To begin with, the purported post-pandemic surrender fest is a myth. “Cat and dog surrender rates have not increased,” wrote Nathan Winograd of the California-based No Kill Advocacy Center, last winter. “In fact, dog surrender rates are decreasing, and both are still well below pre-pandemic levels.”
ACC’s own intake numbers bear that out. As The Scoop New York reported last spring, the number of cats and dogs entering ACC dropped 52 percent from 2014 to 2023. Intakes declined almost 40 percent from 2019 to 2020, when COVID hit, and have remained at comparable levels since.
At the same time, people who want to adopt from ACC consistently face obstacles that seem meant to discourage them. ACC maintains hours that make visits difficult for people who, say, have day jobs. The Staten Island branch is open from 11 a.m. to 5 p.m. five days a week, and is closed completely on Mondays and Tuesdays. The Manhattan and Brooklyn locations are open six hours a day. All ACC facilities were once open from 10 a.m. to 6 p.m. seven days a week.
Would-be adopters who are able to visit during open hours are liable to run into other ACC-constructed barriers. Recent visitors to ACC’s Brooklyn and Manhattan facilities reported being barred from entry without a completed adoption application, which they were forced to fill out while remaining outside, one of them in the rain. When an adoptable animal is at risk of being put down, ACC may or may not inform the outside world ahead of time. And New Yorkers have for years spoken of how hard it can be to even get an ACC employee on the phone.
These are arbitrary ACC policies and procedures that have nothing to do with public apathy. And they persist despite the fact that in 2019 ACC inked a 34-year, $1.4 billion deal with the city. Which means one of two things: ACC is either so inept that it short-changed itself for the next three decades accidentally, or so indifferent to companion animals and the public that it did so with intent.
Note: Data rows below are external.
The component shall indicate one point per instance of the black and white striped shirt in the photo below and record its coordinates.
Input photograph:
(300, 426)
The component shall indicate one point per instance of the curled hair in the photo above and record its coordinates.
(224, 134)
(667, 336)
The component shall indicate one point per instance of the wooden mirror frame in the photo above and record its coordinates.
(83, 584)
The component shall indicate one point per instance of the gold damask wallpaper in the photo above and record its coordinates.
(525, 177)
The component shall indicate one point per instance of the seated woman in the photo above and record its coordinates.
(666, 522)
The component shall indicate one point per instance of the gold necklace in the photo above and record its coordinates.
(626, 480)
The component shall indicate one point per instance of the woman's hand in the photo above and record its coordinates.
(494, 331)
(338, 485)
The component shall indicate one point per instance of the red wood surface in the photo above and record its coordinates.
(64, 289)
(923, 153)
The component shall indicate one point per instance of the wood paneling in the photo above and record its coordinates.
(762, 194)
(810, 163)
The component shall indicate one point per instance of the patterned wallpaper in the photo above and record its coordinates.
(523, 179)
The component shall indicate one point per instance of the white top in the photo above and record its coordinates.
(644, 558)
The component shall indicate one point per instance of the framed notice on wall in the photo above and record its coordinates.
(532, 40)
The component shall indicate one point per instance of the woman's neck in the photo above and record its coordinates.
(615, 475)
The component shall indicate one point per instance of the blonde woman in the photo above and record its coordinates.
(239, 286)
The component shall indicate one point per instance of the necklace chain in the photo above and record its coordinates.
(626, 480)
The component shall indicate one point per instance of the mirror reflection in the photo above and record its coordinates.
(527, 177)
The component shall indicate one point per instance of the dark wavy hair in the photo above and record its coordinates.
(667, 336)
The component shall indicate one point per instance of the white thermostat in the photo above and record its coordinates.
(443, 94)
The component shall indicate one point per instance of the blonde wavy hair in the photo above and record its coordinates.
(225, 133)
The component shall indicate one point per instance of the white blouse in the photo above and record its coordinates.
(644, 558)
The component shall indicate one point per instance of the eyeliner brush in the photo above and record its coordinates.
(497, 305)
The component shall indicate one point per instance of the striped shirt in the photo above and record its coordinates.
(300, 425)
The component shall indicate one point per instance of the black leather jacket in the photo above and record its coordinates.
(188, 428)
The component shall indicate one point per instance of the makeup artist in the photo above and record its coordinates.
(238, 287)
Regardless, access media tend to uncritically transcribe whatever excuses ACC has on offer. If it isn’t more intakes, it’s fewer adoptions. It’s the pandemic. It’s the economy. It’s the vet shortage. As if ACC has, at any point in its 30-year history, competently carried out the job New Yorkers pay it to do.
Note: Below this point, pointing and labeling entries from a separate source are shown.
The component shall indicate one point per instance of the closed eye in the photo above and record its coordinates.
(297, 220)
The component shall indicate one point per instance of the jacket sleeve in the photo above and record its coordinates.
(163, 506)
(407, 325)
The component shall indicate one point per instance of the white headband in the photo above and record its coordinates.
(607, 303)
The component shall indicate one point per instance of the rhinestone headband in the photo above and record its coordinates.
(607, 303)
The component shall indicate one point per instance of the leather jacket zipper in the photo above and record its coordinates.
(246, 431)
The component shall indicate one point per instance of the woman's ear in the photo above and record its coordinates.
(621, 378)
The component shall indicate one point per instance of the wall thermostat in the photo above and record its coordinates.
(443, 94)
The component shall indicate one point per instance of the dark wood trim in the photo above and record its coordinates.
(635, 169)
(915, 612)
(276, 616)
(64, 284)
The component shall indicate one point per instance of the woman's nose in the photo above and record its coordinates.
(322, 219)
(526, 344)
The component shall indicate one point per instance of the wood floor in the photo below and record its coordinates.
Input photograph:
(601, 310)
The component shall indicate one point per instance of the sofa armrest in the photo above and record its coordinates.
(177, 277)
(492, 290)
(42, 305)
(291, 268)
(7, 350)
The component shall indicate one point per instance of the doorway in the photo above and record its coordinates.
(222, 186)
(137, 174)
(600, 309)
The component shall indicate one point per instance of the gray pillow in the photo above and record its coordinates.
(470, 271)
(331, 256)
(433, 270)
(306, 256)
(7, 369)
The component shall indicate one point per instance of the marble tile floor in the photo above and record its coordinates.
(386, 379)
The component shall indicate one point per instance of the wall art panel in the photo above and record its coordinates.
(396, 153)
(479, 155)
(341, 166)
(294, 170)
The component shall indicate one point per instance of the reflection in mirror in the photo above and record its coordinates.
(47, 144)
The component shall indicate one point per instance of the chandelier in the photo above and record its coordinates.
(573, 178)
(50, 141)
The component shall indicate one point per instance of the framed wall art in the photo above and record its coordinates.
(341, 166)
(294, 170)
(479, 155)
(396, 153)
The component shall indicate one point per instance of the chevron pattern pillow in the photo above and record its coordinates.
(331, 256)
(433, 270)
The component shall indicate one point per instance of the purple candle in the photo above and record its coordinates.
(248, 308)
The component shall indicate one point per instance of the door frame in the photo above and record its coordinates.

“Aside from an epic failure of journalism to accurately report on this topic,” Winograd writes, “these articles are also unfortunate because they allow shelters to continue avoiding accountability for their own shoddy practices by pointing the finger of blame outward.”
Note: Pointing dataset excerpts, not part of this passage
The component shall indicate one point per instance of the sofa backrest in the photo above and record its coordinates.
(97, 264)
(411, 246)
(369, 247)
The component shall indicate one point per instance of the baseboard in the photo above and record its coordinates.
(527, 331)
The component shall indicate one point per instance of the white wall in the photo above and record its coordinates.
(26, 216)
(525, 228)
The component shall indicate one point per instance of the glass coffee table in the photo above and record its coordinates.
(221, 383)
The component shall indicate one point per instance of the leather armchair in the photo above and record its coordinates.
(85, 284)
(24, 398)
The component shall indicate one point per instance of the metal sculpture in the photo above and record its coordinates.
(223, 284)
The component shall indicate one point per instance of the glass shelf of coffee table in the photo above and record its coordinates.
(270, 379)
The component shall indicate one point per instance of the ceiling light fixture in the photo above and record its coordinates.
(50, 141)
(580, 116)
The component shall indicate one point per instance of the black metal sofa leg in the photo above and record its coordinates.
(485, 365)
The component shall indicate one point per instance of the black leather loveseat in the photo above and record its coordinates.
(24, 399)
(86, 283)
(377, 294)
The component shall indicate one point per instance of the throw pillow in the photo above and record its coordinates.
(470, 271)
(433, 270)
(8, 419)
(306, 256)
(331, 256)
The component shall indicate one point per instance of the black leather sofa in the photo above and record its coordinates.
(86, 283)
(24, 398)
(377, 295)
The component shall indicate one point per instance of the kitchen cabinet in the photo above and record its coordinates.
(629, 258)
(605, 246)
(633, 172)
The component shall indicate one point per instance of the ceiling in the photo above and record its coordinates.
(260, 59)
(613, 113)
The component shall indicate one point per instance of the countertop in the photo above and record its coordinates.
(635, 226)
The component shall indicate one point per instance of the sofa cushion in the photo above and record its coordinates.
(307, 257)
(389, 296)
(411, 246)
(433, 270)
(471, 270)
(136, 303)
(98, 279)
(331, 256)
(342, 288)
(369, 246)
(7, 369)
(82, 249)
There are other quibbles. The unchallenged (and demonstrably false) claim that ACC only kills animals who are sick. (Which: Why aren’t sick animals — who are often perfectly healthy when they enter ACC — treated, rather than being put to death? It’s a “shelter,” after all, n'est-ce pas?) Repeating without question ACC’s official (and fabricated) live release rate. The word “euthanize,” which doesn’t mean what ACC and the media think it means.
The Curbed piece could be considered a corrective. Rather than pegging her story on ACC spin, reporter Molly Osberg centers everyday New Yorkers who, compelled by their humanity (by all indications a verboten quality at ACC), take up the city’s slack by managing neighborhood cat colonies. In the richest city in the world, it’s left to individual citizens to minister to homeless animals and, therefore, safeguard public health, on their own time and often with their own money. Because NYC ACC won’t do its job, and the mayor and City Council prefer it that way.
“The only thing that has improved at the city kill pound,” says prominent NYC no kill advocate Andrew Weprin, “is the effectiveness of their propaganda campaign that excuses killing by falsely portraying shelter bureaucrats as the hapless victims of a public that suddenly doesn’t love dogs and cats anymore.”